Rule 3.800(c), Florida Rules of Criminal Procedure, and a motion under Rule 3.850 for post-conviction relief. Each was unsuccessful. The Respondent admits (Doc. 20 at 11) that Trammell’s federal petition is timely. STANDARD OF REVIEW

The Anti-Terrorism and Effective Death Penalty Act of 1996 (“AEDPA”) governs this proceeding. Wilcox v. Florida Dep’t of Corr., 158 F.3d 1209, 1210 (11th Cir. 1998). Section 2254(d), which creates a highly deferential standard for federal court review of a state court adjudication, states in pertinent part:

An application for a writ of habeas corpus on behalf of a person in custody pursuant to the judgment of a State court shall not be granted with respect to any claim that was adjudicated on the merits in State court proceedings unless the adjudication of the claim —

resulted in a decision that was contrary to, or involved an unreasonable application of, clearly established Federal law, as determined by the Supreme Court of the United States; or

resulted in a decision that was based on an unreasonable determination of the facts in light of the evidence presented in the State court proceeding.

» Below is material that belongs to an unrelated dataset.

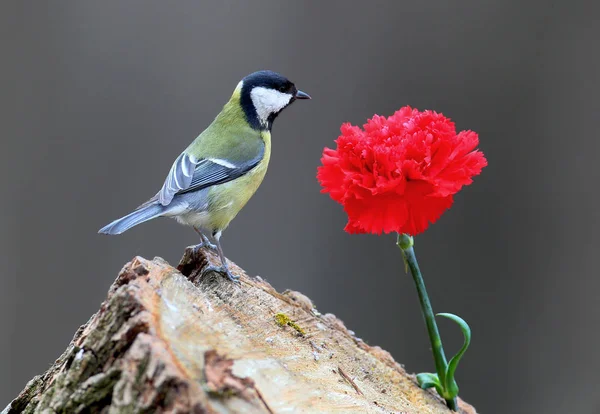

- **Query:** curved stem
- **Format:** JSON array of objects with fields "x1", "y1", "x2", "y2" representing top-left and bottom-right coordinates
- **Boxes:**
[{"x1": 398, "y1": 234, "x2": 458, "y2": 411}]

Williams v. Taylor, 529 U.S. 362, 412–13 (2000), explains this deferential standard: In sum, § 2254(d)(1) places a new constraint on the power of a federal habeas court to grant a state prisoner’s application for a writ of habeas corpus with respect to claims adjudicated on the merits in state court. Under § 2254(d)(1), the writ may issue only if one of the following two conditions is satisfied — the state court adjudication resulted in a decision that (1) “was contrary to . . . clearly established Federal Law, as determined by the Supreme Court of the United States” or (2) “involved an unreasonable application of . . . clearly established Federal law, as determined by the Supreme Court of the United States.” Under the “contrary to” clause, a federal habeas court may grant the writ if the state court arrives at a conclusion opposite to that reached by this Court on a question of law or if the state court decides a case differently than this Court has on a set of materially indistinguishable facts. Under the “unreasonable application” clause, a federal habeas court may grant the writ if the state court identifies the correct governing legal principle from this Court’s decisions but unreasonably applies that principle to the facts of the prisoner’s case.

“The focus . . . is on whether the state court’s application of clearly established federal law is objectively unreasonable, and . . . an unreasonable application is different from an incorrect one.” Bell v. Cone, 535 U.S. 685, 693 (2002). “As a condition for obtaining habeas corpus from a federal court, a state prisoner must show that the state court’s ruling on the claim being presented in federal court was so lacking in justification that there was an error well understood and comprehended in existing law beyond any possibility for fairminded disagreement.” Harrington v. Richter, 562 U.S. 86, 103 (2011); see White v.